Scientists knew about the papillae before this paper, but had always thought they were as passive as the strings on a floor mop. Recent insights by other scientists into the mechanics of hummingbird tongues prompted Harper to take a closer look at the shape of the tongue tip in bats and how it is involved in gathering nectar.
In detailed anatomical studies, Harper was able to observe clear vascular connections between the main arteries and veins of the tongue and the papillae. In experiments she could get them to erect by pumping in saline.
But the color videos of bats feeding on nectar, while challenging to create, Harper said, were especially convincing.
"That was one of my favorite parts of the study -- the Aha moment," she said. "We shot color high-speed video of the bats gathering nectar, which is challenging to obtain because color cameras require a lot of light and the one thing that bats don't like is a lot of light."
But along with professors and senior co-authors Beth Brainerd and Sharon Swartz, Harper figured out how to focus a lot of light right where the tongue tip would be without shining any of that light into the bats' eyes.
What Harper could then see is that when the papillae extend, they turn from a light pink to a bright red as they fill with blood.
"That was really the icing on the cake as far as nailing this vascular hypothesis," Harper said.
Harper said she does not know for sure whether other nectar-feeding bats also have blood-activated papillae on their similar-looking tongues.
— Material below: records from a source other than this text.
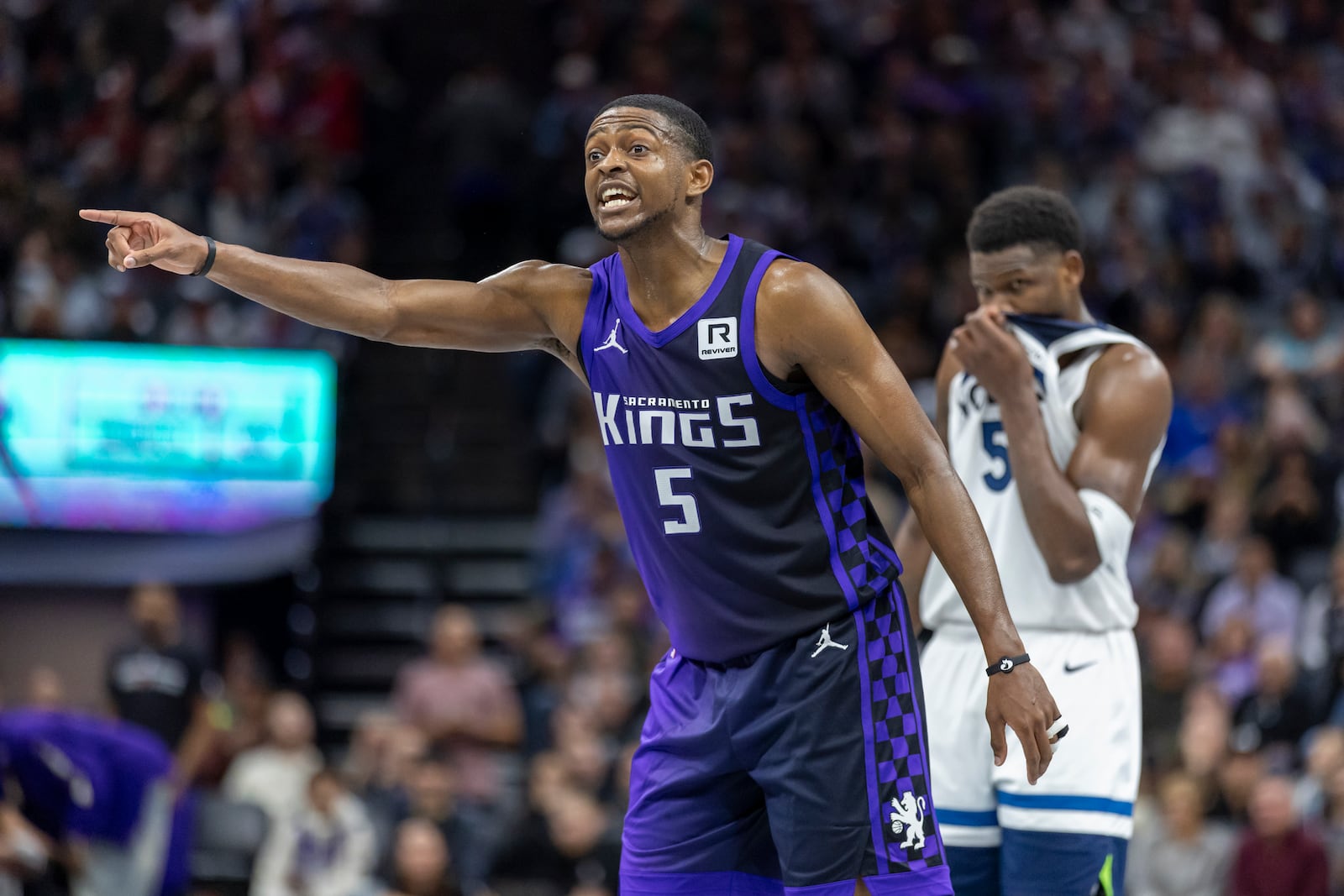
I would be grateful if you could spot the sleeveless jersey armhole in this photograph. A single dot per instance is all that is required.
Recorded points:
(774, 390)
(591, 315)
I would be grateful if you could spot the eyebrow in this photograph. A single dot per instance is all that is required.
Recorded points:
(618, 127)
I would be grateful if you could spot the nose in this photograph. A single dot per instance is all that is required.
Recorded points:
(612, 161)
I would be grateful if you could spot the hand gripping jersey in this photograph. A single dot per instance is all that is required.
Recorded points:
(979, 449)
(743, 495)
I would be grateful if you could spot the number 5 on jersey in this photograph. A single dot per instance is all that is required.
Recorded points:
(690, 521)
(996, 445)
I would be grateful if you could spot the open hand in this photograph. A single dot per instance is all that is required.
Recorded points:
(1021, 701)
(143, 239)
(990, 352)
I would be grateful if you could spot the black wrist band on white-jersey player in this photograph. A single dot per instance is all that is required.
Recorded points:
(1008, 664)
(210, 258)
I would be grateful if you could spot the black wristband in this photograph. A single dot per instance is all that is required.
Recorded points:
(1007, 664)
(210, 258)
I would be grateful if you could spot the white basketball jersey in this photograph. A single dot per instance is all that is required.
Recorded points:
(979, 449)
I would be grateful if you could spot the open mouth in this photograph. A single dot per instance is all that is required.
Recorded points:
(615, 197)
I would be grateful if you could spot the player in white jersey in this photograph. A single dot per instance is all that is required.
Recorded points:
(1054, 423)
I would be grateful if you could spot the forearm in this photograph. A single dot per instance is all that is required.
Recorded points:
(195, 746)
(1055, 515)
(320, 293)
(953, 531)
(914, 553)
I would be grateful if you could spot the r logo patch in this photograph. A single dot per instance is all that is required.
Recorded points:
(718, 338)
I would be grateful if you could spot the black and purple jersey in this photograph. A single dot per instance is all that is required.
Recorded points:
(743, 495)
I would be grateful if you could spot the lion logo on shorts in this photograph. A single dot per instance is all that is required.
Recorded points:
(909, 817)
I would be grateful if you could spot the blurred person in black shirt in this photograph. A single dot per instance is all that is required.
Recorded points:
(421, 862)
(155, 681)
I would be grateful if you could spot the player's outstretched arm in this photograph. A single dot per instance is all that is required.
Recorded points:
(806, 322)
(530, 305)
(1122, 418)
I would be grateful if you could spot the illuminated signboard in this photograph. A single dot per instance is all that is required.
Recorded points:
(154, 438)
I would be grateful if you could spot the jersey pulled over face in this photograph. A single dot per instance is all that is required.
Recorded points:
(979, 448)
(743, 495)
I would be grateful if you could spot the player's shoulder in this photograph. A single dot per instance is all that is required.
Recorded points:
(1126, 385)
(539, 277)
(790, 281)
(1132, 365)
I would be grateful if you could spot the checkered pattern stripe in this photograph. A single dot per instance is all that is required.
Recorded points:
(902, 763)
(871, 573)
(902, 766)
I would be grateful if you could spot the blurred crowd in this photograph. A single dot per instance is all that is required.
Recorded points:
(1200, 140)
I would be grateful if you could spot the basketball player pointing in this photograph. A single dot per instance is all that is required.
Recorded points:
(1055, 425)
(784, 747)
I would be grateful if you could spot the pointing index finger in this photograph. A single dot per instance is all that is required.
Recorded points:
(102, 217)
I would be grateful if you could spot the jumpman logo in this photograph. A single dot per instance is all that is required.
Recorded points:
(611, 340)
(824, 641)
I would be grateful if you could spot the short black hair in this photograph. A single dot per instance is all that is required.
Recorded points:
(1035, 217)
(691, 130)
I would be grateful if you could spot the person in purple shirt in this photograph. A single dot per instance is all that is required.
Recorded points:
(784, 752)
(100, 790)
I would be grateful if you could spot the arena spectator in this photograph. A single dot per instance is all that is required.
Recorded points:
(1254, 594)
(468, 707)
(155, 681)
(276, 774)
(326, 848)
(1182, 855)
(101, 794)
(421, 862)
(1276, 714)
(1278, 856)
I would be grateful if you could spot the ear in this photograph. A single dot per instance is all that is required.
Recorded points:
(1073, 270)
(699, 175)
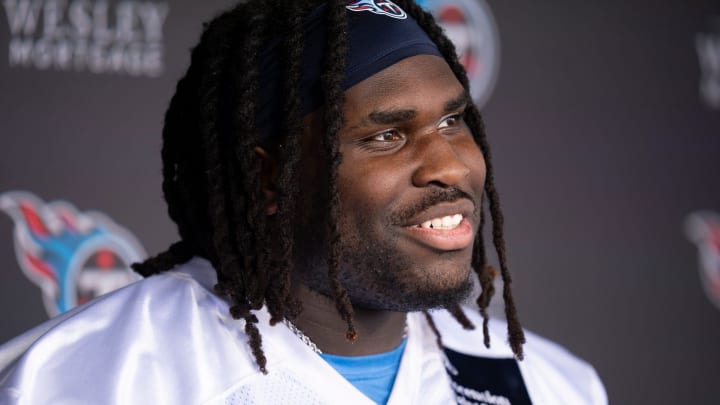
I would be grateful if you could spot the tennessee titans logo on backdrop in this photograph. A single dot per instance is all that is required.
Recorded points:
(470, 25)
(387, 8)
(703, 228)
(72, 256)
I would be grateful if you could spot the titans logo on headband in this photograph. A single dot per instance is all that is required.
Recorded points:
(387, 8)
(72, 256)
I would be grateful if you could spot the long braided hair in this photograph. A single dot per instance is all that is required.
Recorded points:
(211, 179)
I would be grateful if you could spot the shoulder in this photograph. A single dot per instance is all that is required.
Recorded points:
(168, 328)
(550, 373)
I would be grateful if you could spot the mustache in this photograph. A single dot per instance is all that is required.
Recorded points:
(433, 197)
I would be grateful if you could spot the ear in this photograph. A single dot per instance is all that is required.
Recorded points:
(269, 171)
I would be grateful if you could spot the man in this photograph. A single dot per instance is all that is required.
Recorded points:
(326, 168)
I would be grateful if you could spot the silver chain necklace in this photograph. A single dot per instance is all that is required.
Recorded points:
(309, 343)
(303, 337)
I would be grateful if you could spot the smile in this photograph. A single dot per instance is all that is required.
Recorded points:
(444, 227)
(447, 222)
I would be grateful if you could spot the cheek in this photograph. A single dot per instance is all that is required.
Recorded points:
(469, 152)
(367, 189)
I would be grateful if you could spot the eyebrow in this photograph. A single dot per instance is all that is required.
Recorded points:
(394, 116)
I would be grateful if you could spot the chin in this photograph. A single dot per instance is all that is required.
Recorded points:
(404, 297)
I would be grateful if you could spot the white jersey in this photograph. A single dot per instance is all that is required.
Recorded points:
(170, 340)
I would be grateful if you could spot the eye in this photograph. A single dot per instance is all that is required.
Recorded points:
(387, 136)
(450, 121)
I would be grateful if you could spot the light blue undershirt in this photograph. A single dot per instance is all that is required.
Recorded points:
(374, 375)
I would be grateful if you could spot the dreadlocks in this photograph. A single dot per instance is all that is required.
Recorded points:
(215, 197)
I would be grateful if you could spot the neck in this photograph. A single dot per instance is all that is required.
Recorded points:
(378, 331)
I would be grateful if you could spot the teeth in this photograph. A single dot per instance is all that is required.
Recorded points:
(447, 222)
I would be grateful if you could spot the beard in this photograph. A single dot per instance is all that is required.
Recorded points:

The honey possum might also employ the idea, the authors speculate in PNAS.
Other species such as hummingbirds and bees employ different rapid means of morphing their tongues for improved nectar feeding. Any or all of these highly evolved designs, the authors speculate, could give people technological inspiration.
"Together these three systems could serve as valuable models for the development of miniature surgical robots that are flexible, can change length and have dynamic surface configurations," Harper, Brainerd and Swartz wrote.
Or maybe the discovery can just be applied to making one heck of a mop.